Clinical Implications: For HF with AF, consider catheter ablation when feasible for survival and QoL benefits; if AV node ablation is chosen, pair with CRT rather than RV pacing to reduce HF events.

Key Findings

  • AV node ablation with CRT reduced all-cause mortality versus conventional care and versus AVNA with RV pacing.
  • Catheter ablation reduced all-cause mortality versus conventional care and improved QoL and LVEF versus medical rhythm control.
  • AVNA with CRT lowered HF hospitalization and worsening HF compared with AVNA with RV pacing; CV mortality differences were not clearly demonstrated.

Methodological Strengths

  • Network meta-analysis restricted to randomized trials with multiple strategies compared and SUCRA-based ranking.
  • Assessment of mortality, HF events, QoL, and LVEF across 23 trials (n=5,159).

Limitations

  • Heterogeneity in trial populations, rhythm strategies, and follow-up; potential inconsistency across networks.
  • Risk-of-bias assessments and PRISMA details not specified; some endpoints derived from fewer trials.

Future Directions: Head-to-head RCTs comparing catheter ablation versus AVNA+CRT in phenotype-defined HF+AF; cost-effectiveness and patient-centered outcomes to guide individualized strategy.

BACKGROUND: Patients with HF and AF face high risks of death and HF decompensation, yet the comparative effectiveness of commonly used AF management strategies remains uncertain. This study is aimed at comparing the efficacy and safety of different interventional and medical approaches using NMA of RCTs. METHODS: PubMed, Embase, CENTRAL, Web of Science, and Google Scholar were searched from inception to November 30, 2025, without language restrictions. Parallel-group RCTs enrolling adults with clinically diagnosed HF and documented AF were eligible if they compared at least two AF management strategies, including CA, AVNA with CRT or RV pacing, MRC, drug-based rhythm control (rhythm drug), or CON. Primary outcomes were all-cause mortality and HF hospitalization; secondary outcomes were worsening HF, CV mortality, QoL, and LVEF. Random-effects NMA was performed in Stata 17.0, reporting ORs and SMDs with 95% CIs; treatments were ranked using SUCRA. RESULTS: Twenty-three RCTs (5159 patients) were included.
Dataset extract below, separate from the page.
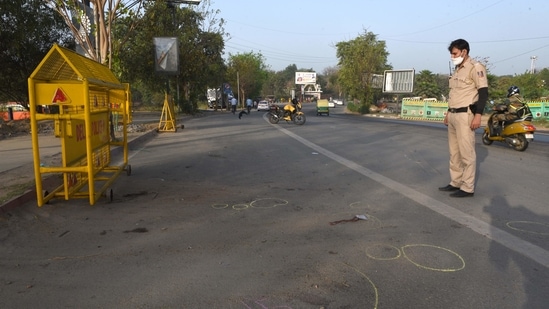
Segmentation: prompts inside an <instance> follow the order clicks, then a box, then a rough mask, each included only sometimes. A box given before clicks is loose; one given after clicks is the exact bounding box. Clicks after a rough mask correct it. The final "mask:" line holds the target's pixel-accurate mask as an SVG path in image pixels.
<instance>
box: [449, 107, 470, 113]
mask: <svg viewBox="0 0 549 309" xmlns="http://www.w3.org/2000/svg"><path fill="white" fill-rule="evenodd" d="M468 109H469V106H465V107H460V108H449V109H448V111H449V112H450V113H466V112H467V110H468Z"/></svg>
For all-cause mortality (21 trials; 5095 patients), AVNA_CRT (OR, 0.30; 95% CI, 0.12-0.78) and CA (OR, 0.53; 95% CI, 0.35-0.82) were associated with lower mortality than CON; AVNA_CRT also outperformed MRC (OR, 0.35; 95% CI, 0.15-0.79) and AVNA_RV (OR, 0.49; 95% CI, 0.25-0.96). For HF hospitalization (9 trials; 3491 patients), AVNA_CRT reduced risk compared with AVNA_RV (OR, 0.20; 95% CI, 0.04-0.94). For worsening HF (7 trials; 2542 patients), AVNA_CRT was superior to AVNA_RV (OR, 0.41; 95% CI, 0.20-0.84). CA improved QoL versus AVNA_CRT (SMD, -0.94; 95% CI, -1.83 to -0.05) and MRC (SMD, -0.73; 95% CI, -1.22 to -0.24), and improved LVEF versus MRC (SMD, 1.49; 95% CI, 0.57-2.41). No between-strategy differences were clearly demonstrated for CV mortality. CONCLUSION: In RCT evidence for HF with AF, AVNA_CRT and CA were associated with more favorable prognostic outcomes, and CA provided more consistent improvements in QoL and LVEF. When AVNA is selected, CRT should be preferred over RV pacing. Strategy choice should be individualized to clinical goals, patient phenotype, and procedural feasibility.